"There is neither any course nor training for e-waste disposal anywhere in the country while there is at least a six-month certificate course in most of the developed countries," said P. Bineesha, executive director of International Institute of Waste Management, Bhopal, at the first India International Science Fair (IISF) at IIT Delhi.
Interestingly, she said, the lion's share of electronic waste or e-waste disposal currently is managed by untrained and self-employed people in the informal sector and they are not doing a bad job.
"These untrained e-waste workers may be illiterate but they are highly innovative and possess a spirit of entrepreneurship. They either re-use a gadget or take out the components and recycle them and very little is left for final disposal."

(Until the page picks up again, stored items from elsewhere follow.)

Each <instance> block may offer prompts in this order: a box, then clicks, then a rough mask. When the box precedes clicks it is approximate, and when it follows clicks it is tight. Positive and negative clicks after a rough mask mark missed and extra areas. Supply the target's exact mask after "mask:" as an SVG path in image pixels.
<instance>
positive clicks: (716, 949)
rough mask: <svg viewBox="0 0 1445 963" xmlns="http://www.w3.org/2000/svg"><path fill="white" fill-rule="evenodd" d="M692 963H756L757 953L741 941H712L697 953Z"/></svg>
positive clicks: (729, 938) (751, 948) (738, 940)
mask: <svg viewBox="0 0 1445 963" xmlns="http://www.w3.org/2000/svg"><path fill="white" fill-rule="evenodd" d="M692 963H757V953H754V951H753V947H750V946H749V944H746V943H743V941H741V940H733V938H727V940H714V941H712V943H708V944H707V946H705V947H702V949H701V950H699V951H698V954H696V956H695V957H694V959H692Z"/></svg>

There were about 25,000 people picking up and processing e-waste and about 4,000 traders, Bineesha said.
Thus, India's record in tackling e-waste is - curiously - better than that of some developed countries, but that situation would not last long, she said.
In the developed world, the entire equipment is crushed and then its valued metal or/and other content is extracted if possible. But in India, the equipment is dismantled carefully and each component is retrieved to be either re-used or made to yield its valued content, she said.

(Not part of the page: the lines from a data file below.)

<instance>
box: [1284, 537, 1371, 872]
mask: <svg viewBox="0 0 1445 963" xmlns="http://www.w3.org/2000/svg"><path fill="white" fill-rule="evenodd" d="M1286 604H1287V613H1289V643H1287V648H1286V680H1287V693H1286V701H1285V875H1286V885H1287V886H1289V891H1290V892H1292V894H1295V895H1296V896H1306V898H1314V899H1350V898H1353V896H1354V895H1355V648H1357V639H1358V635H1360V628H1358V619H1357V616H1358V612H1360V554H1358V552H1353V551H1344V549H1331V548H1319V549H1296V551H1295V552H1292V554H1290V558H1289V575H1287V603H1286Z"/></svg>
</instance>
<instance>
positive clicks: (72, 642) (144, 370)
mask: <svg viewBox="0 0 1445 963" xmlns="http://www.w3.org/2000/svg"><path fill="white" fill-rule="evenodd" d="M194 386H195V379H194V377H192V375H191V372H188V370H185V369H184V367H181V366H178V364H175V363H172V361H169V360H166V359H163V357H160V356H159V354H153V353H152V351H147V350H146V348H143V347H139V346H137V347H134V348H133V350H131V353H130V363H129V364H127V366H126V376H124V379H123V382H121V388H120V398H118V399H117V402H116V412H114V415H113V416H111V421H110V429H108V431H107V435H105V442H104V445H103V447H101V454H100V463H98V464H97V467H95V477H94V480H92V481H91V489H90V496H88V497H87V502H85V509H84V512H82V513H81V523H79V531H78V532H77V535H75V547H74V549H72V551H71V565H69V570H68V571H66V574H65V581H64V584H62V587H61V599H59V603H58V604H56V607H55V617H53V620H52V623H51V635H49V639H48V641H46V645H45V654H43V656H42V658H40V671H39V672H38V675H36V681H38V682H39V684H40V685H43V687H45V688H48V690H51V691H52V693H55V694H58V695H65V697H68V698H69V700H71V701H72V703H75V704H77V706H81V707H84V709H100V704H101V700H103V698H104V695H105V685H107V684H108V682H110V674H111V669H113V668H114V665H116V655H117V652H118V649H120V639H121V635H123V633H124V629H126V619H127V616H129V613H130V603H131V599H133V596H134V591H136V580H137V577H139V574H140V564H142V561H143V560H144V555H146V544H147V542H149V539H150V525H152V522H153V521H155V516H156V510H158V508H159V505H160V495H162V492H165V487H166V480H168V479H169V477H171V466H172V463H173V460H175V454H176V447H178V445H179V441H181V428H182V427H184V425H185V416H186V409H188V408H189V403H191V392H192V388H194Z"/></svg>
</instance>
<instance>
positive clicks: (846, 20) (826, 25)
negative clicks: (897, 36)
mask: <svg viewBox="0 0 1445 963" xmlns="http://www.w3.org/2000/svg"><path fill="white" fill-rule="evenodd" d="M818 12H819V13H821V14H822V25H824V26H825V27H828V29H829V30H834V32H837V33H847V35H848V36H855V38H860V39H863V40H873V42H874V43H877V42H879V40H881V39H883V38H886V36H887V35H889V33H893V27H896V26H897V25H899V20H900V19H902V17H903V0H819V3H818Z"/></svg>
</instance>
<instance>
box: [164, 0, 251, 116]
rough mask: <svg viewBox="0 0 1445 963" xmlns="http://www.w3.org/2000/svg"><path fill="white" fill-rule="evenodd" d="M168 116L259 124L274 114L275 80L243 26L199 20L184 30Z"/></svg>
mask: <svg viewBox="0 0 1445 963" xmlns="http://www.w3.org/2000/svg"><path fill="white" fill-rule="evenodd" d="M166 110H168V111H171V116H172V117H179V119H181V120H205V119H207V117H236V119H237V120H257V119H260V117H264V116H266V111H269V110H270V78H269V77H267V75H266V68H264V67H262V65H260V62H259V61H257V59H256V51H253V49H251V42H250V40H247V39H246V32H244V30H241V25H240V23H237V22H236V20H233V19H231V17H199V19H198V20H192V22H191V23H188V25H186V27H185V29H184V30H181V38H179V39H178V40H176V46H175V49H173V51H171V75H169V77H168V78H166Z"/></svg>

"Some efforts in e-waste disposal have lately been seen in the formal sector, but their presence is minuscule, with only 65 such units across the country, out of which 35 exist in Bengaluru."

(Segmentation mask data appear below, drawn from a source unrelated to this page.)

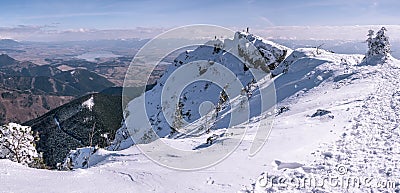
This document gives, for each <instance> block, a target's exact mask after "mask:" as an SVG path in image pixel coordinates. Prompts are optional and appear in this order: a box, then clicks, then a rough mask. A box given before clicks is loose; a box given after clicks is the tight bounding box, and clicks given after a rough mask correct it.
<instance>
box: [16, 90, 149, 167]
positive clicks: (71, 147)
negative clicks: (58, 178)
mask: <svg viewBox="0 0 400 193" xmlns="http://www.w3.org/2000/svg"><path fill="white" fill-rule="evenodd" d="M148 88H151V86H149V87H148ZM129 90H130V93H131V95H130V96H131V97H137V96H139V95H140V94H142V93H143V88H142V87H135V88H129ZM121 96H122V88H116V87H114V88H108V89H106V90H104V91H102V92H100V93H93V94H89V95H85V96H83V97H80V98H78V99H74V100H72V101H71V102H68V103H66V104H64V105H62V106H60V107H57V108H55V109H53V110H51V111H49V112H47V113H46V114H44V115H42V116H40V117H38V118H36V119H33V120H30V121H27V122H25V123H24V125H28V126H31V127H32V130H33V131H34V132H38V133H39V137H40V140H39V142H38V143H37V150H38V152H43V157H44V160H45V163H46V164H47V165H48V166H50V167H55V166H56V164H57V163H62V162H63V161H64V159H65V157H66V156H67V154H68V153H69V151H70V150H74V149H76V148H80V147H85V146H89V144H90V138H91V137H90V136H91V135H92V133H93V138H92V141H93V146H96V145H98V146H99V147H107V146H109V145H110V143H111V142H112V141H113V140H114V136H115V133H116V131H117V129H119V128H120V127H121V120H122V119H123V117H122V103H121V101H122V97H121ZM87 103H93V108H92V110H90V109H89V108H88V107H87V105H85V104H87ZM104 134H106V135H107V138H104V137H102V135H104ZM60 144H62V145H60Z"/></svg>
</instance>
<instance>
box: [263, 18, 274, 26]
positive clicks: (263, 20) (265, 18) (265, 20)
mask: <svg viewBox="0 0 400 193" xmlns="http://www.w3.org/2000/svg"><path fill="white" fill-rule="evenodd" d="M260 19H261V20H262V21H264V22H266V23H267V24H268V25H269V26H275V25H274V23H272V22H271V20H269V19H268V18H266V17H264V16H261V17H260Z"/></svg>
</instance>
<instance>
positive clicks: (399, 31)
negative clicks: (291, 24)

Bineesha said the goal of 'Reduce-Recycle-Reuse' could only be successful when manufacturers begin to apply themselves seriously to the concept of 'Reduce'.
"Manufacturers should have a 'Reduce' policy also in mind and not just sales promotion."
G. Madhavan Nair, former chairman of Isro, supported her idea of skill-development in e-waste disposal and said the initiative in that direction must be made by the government.